Most normal people would do nothing to hurt their sister or their mother. So is the appeal of Pope Francis. After his brief introductory section, it is to this potential harm humans are doing the Pope moves. In the second section he says, “This sister now cries out to us because of the harm we have inflicted on her by our irresponsible use and abuse of the goods with which God has endowed her.” This statement can and should be read as an indictment. An indictment judges, but it is, I would argue, a fair judgment. Let’s unpack this to see how the Pope is thinking.
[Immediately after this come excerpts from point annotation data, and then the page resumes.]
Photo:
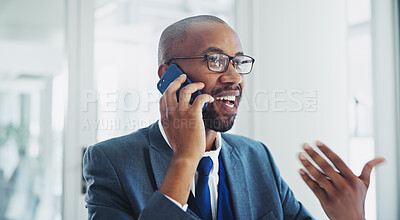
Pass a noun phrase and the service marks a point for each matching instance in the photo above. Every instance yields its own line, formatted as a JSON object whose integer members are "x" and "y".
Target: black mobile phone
{"x": 172, "y": 73}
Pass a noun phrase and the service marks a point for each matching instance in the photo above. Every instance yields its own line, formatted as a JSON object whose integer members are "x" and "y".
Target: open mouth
{"x": 228, "y": 101}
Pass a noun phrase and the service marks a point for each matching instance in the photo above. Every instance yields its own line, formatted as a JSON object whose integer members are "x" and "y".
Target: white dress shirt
{"x": 213, "y": 177}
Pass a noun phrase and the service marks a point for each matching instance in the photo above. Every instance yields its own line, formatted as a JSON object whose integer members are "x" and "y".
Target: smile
{"x": 227, "y": 100}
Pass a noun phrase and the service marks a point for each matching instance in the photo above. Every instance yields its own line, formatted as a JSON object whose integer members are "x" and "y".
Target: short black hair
{"x": 176, "y": 34}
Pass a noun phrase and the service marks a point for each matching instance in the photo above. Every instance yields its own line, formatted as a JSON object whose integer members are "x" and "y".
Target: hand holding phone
{"x": 172, "y": 73}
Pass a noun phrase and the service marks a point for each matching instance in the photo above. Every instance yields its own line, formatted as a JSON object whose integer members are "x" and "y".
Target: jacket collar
{"x": 161, "y": 154}
{"x": 238, "y": 184}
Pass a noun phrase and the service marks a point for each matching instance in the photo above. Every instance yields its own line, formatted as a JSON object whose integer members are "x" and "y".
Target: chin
{"x": 220, "y": 123}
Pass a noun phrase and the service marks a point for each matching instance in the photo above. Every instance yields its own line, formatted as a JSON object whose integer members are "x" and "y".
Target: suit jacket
{"x": 124, "y": 173}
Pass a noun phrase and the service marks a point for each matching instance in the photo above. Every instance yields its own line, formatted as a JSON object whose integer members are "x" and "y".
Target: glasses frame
{"x": 208, "y": 61}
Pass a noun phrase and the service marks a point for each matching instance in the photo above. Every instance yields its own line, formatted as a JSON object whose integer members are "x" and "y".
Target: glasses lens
{"x": 243, "y": 64}
{"x": 218, "y": 62}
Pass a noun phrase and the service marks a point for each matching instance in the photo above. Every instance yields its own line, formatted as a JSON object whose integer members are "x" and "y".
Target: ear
{"x": 162, "y": 68}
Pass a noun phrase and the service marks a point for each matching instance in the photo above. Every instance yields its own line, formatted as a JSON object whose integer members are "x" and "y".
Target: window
{"x": 125, "y": 57}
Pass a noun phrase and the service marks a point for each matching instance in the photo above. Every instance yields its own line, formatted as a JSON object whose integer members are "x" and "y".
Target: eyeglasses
{"x": 219, "y": 62}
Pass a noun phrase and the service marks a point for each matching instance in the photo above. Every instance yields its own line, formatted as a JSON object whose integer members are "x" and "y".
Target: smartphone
{"x": 172, "y": 73}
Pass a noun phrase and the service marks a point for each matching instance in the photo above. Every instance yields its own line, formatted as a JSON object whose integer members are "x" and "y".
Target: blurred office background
{"x": 75, "y": 72}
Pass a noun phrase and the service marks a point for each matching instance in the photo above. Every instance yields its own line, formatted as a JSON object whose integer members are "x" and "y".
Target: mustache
{"x": 226, "y": 88}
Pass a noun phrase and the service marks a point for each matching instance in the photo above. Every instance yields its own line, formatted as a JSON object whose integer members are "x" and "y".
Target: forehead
{"x": 205, "y": 35}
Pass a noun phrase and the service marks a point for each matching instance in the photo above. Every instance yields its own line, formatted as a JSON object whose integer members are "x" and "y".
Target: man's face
{"x": 205, "y": 38}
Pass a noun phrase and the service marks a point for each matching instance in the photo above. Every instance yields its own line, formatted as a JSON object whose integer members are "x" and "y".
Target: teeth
{"x": 228, "y": 98}
{"x": 230, "y": 105}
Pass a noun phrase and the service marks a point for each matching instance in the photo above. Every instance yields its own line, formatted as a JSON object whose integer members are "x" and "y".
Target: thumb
{"x": 366, "y": 173}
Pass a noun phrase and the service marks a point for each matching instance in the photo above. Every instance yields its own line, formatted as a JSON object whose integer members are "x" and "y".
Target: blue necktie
{"x": 202, "y": 188}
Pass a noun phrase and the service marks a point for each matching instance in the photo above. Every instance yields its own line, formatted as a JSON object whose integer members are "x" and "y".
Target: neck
{"x": 211, "y": 135}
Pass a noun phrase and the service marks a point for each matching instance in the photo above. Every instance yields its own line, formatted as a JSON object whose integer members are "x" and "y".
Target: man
{"x": 185, "y": 167}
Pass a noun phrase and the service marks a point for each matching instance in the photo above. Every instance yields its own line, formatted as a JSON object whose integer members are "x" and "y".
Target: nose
{"x": 231, "y": 76}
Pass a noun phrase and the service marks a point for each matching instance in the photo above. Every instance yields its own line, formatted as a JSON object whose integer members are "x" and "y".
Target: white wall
{"x": 386, "y": 105}
{"x": 298, "y": 45}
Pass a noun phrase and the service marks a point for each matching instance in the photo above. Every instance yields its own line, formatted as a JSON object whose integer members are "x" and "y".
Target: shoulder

Essentially, the Pope says that we are responsible. We have done something wrong and we are responsible. I would agree, but I am sure there are a whole host of people who will become defensive and disagree or even get mad at the Pope. What does he know, they will ask? The Pope knows and trusts the findings of the majority of scientists who are very confident our earth---our sister and mother---are in trouble. And he is convinced, as are the scientists, that much of the problem we have caused.
The Pope is clear. We have been irresponsible. The Genesis creation stories give humanity a key role in the world. We are to be responsible. But we chose sin and to choose sin is to choose irresponsibility. That is why so many of us will be defensive and shout, “No, not true!” In effect, we want to be able to do anything we want to do and not be responsible for the consequences.
The sad part is I am old enough I can probably get away with doing whatever I want and I will not have to pay any price. If I am putting the world through hell, the process is slow enough I will make it out of the world without any personal cost. But what about my kids and my grandkids? My youngest grandkids quite probably will live to the year 2100! That is long enough to see humanity get in trouble! Do I care enough about my grandkids and all the other eight or nine billion people who will be in the world to do anything about it?
That is the real question. If I am absolutely honest, I don’t know how much I will change. Will it take a crisis for me to change? If I think it will take a crisis for others to change, why would I think I am any different or better? I am confident the Pope is correct. I have been irresponsible. It is time for a little responsibility. I am going to try.